Houston Noir

Home > Other > Houston Noir > Page 15
Houston Noir Page 15

by Gwendolyn Zepeda


  Jennifer had explained to her mother that the attack was because of the cupcakes. Her mother did not believe her, but it was the truth. She’d barely graduated from Lamar High School, but had picked up a few of life’s skills, such as baking, and put them to use. In the morning, she would fluff eggs and mix them with vanilla, flour, and cocoa powder. She kept the mixture waiting in the fridge until she acquired the dried, shredded hemp-leaf powder, the most essential ingredient. It made the cupcakes a hit on Saturday nights by Hyde Park or at Lola’s Depot, the dive on Fairview Street. The distributors lurked around these places, refilling orders and collecting their loot after the peddling. Soon enough, Jennifer graduated to selling their pills. Along the way, she picked up more tricks of the trade, including keeping some of the pills for herself, so she didn’t have to share all the profits.

  After her knife wounds healed, she realized she was underqualified for that job and chose the opposite path: enrolling in college. It had been the right choice, because it had changed everything—except the visions.

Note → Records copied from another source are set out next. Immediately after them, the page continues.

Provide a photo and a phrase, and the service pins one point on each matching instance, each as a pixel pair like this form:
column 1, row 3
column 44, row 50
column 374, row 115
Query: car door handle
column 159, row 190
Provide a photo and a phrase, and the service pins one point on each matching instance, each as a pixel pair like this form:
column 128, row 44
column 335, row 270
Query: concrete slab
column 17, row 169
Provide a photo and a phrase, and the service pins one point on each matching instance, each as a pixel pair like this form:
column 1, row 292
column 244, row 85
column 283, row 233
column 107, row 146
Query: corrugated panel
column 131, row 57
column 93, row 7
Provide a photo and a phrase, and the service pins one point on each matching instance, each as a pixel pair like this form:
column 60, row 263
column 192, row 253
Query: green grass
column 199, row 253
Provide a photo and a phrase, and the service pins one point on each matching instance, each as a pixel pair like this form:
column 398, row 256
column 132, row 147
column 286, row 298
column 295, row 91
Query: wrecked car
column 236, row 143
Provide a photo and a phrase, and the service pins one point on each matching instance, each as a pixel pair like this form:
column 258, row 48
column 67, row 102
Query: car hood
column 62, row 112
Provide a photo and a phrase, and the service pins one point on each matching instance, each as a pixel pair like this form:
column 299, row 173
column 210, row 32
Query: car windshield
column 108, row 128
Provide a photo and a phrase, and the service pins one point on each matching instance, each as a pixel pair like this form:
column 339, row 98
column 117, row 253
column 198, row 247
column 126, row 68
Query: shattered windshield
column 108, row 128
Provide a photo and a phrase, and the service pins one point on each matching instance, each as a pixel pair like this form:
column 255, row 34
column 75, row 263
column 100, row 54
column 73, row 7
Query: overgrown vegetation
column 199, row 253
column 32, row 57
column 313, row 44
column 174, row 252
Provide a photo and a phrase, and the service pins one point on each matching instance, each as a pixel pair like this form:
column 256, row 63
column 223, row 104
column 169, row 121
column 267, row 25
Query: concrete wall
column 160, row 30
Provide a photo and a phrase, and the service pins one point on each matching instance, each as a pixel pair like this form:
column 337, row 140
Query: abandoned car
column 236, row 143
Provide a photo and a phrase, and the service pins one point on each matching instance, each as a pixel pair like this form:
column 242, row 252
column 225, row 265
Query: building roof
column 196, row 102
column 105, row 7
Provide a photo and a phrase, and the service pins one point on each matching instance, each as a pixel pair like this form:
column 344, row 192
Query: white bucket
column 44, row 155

  They were invasive, visiting during the most sacred times. She watched herself step on a chair, next to the rope dangling like a carrot, and saw her feet suspended in the air. She couldn’t have been dangling, really, because she was in her bedroom. With Miles. Between his whispers, she saw herself hanging from the ceiling in various corners of her apartment. She was not present, and Miles felt heavy. His whispers became loud. She moved her head, leaving him to whisper to her arms and then her legs and then her feet, so she could not hear the promises he made her. Not even when he clutched her face between his hands, which were cracked and calloused, probably from too many hours of playing drums. His mouth moved to hers as if in amazement at a new wonder. His breath reeked like Joe’s Crawfish. He moved to her ears.

  She could hear his rapid breathing, not in synch with hers. Her tongue refused to form the words in her head, and the fear pressed on her lungs, interrupting her breathing. He was moving fast, as if his life depended on it. Her eyes became blurry and her body could not distinguish who was who. Her mind did, but she could not get them to work together. He pulled her hair ever so gently. The sharp pains sprang from her memory, moving from her head down her body, piercing her insides, and she became paralyzed. When Miles was done, he took a deep breath, rested his hands behind his head, and smiled. Her tears compelled him to pull her in for a hug. This was the part she longed for, actually. His arms wrapped around her faded the memories to the background, sharpened her affection for him. Their breathing finally fell into synch. She held him as he fell asleep. She had to fight to preserve this feeling.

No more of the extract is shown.